Reviewing politics
and culture since 1913

  1. This England
7 January 2026

A steam train in Essex helped me forget the frigid depths of winter

A trip to nowhere and an Abba sing-a-long are the stuff of escapist Britain

By Will Lloyd

Imagine you were really, really foreign for a moment. Imagine that you were from Dumfries. Or Frankfurt. How would you explain the Epping Ongar Lights Express if you saw it? How would you explain this hysterically festive train in January?

I don’t know if other countries “do” heritage railways. Maybe they do. Maybe in Cambodia, in a workshop outside Battambang, there is a team of harried volunteers tweaking the cylinders and toiling over the pistons of a resurrected iron horse so that it can painfully yet triumphantly ride the tracks once again to Phnom Penh. But even then, it wouldn’t really be able to compare with the full-bore precision, capital-H Heritageness of the Epping Ongar Light Express train.

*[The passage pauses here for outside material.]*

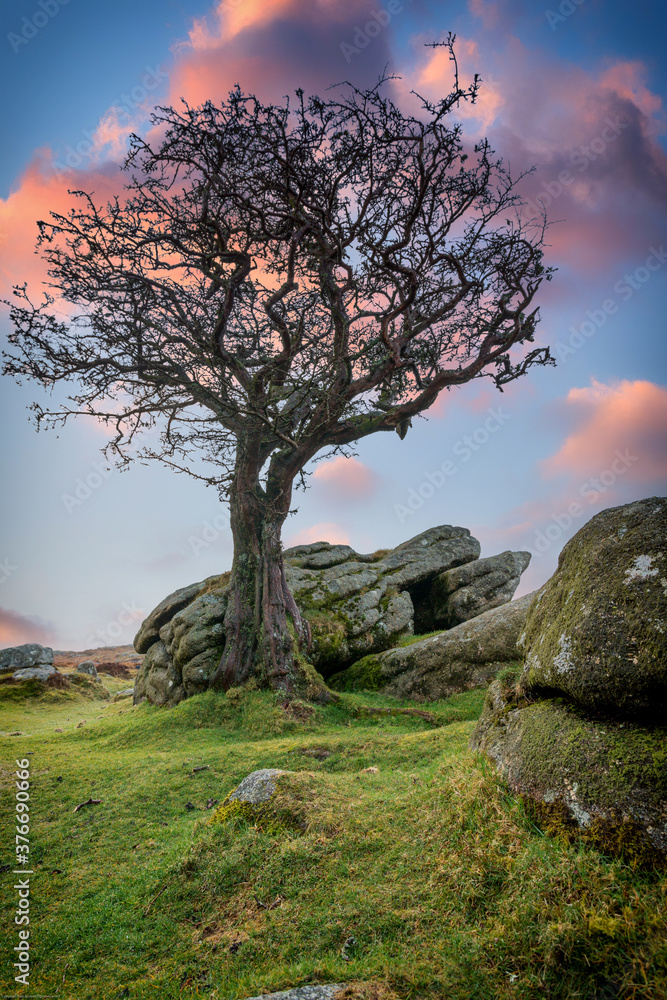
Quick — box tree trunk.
[211,438,335,700]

“Do you still get people after Christmas?” I ask one of the volunteers at the station on a freezing night in early January. Ongar used to be the most remote stop on the London Underground but it closed in 1994 because there were not enough passengers. You can see why they dried up when you walk around the village.

Even at night you can tell Ongar is proper prosperous Essex territory. If I lived in here I wouldn’t want to go to London. I would just stay in my massive house – everyone I can see looming out of the dark is a massive Georgian-looking extended manse with a shiny black German car parked outside – and watch YouTube videos. I would cruise along the A414 to Maldon in my brand new Range Rover, blasting my Balearic deep house mix, have some fish and chips by the sea then drive back home. I wouldn’t even think about London.

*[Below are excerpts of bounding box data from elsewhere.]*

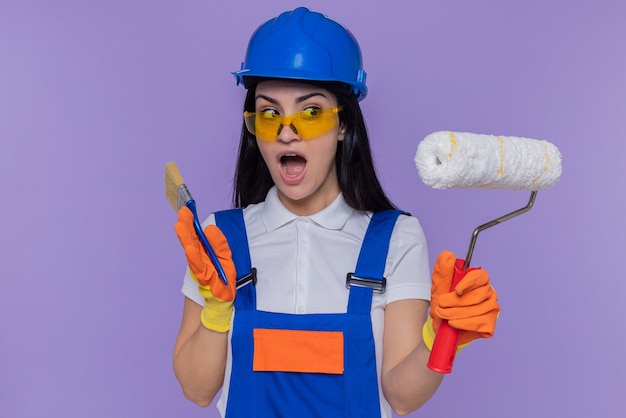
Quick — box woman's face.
[255,80,344,216]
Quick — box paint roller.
[415,131,562,373]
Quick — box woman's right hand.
[174,206,237,332]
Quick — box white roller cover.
[415,131,561,190]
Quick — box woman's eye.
[300,107,322,119]
[259,109,280,119]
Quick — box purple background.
[0,0,626,418]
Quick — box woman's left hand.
[430,251,500,345]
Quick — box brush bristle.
[165,161,185,211]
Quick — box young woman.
[174,8,499,418]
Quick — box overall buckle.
[346,273,387,293]
[237,267,256,289]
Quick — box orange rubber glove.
[430,251,500,347]
[174,206,237,332]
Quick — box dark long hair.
[233,80,395,212]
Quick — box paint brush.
[165,161,228,286]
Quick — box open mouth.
[280,154,306,177]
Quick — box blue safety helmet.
[233,7,367,100]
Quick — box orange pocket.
[253,328,343,374]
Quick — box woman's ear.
[337,123,346,141]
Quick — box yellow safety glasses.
[243,106,341,141]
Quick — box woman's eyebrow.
[256,92,326,104]
[296,91,326,103]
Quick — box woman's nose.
[276,123,302,143]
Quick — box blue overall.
[215,209,402,418]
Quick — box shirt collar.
[262,186,354,231]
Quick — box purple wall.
[0,0,626,418]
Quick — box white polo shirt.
[182,187,431,418]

New year, new read. Save 40% off an annual subscription this January.

The station’s walls have been sprayed with strings of warm orange Christmas lights. A fire crackles in the grate inside the entrance. Somebody has crossed out “Happy Christmas” on a board and written “Happy New Year” in its place. Several National Heritage Railway Awards are stuck proudly on the wall above it. Proudly: each award has been recently polished. The interiors have been painted in various shades of brown (Bovril brown, dripping brown, ration cocoa brown, wireless brown, Burma brown) that went out of fashion sometime between the end of the fall of Singapore and the coronation of Elizabeth II. I feel a bit like I’m an extra on the set of Brief Encounter, except there are several giant inflatable snowmen outside – objects far beyond the imaginings of Noël Coward.

“Yeah, we do get people,” says the volunteer. He is one of those teenagers who loves trains (they still exist). He’s wearing a black peaked cap and a black wool British Railway uniform with shiny buttons, all slightly too big for him, making him look like a child who has got lost trying on his grandfather’s mothballed army uniform. He directs me outside and I follow the smell of frying oil to a marquee. The passengers, 30 of them, are waiting here in their puffa jackets. A small boy staggers past me, weighed down by three boxes of chips. A sign says all the sausages and burgers are HANDMADE IN CHELMSFORD FROM ESSEX PRODUCE. There are doughnuts for sale. Real doughnuts; end-of-the-pier doughnuts. Sugar, no icing, deep-fried heart attack grenades. I go to the bar and bravely smash through dry January, ordering a bottle of Spitfire. Take that Göring, I murmur lavishly to myself. A whistle blows. Puffa jackets rustle. Heads turn. The journey is about to begin.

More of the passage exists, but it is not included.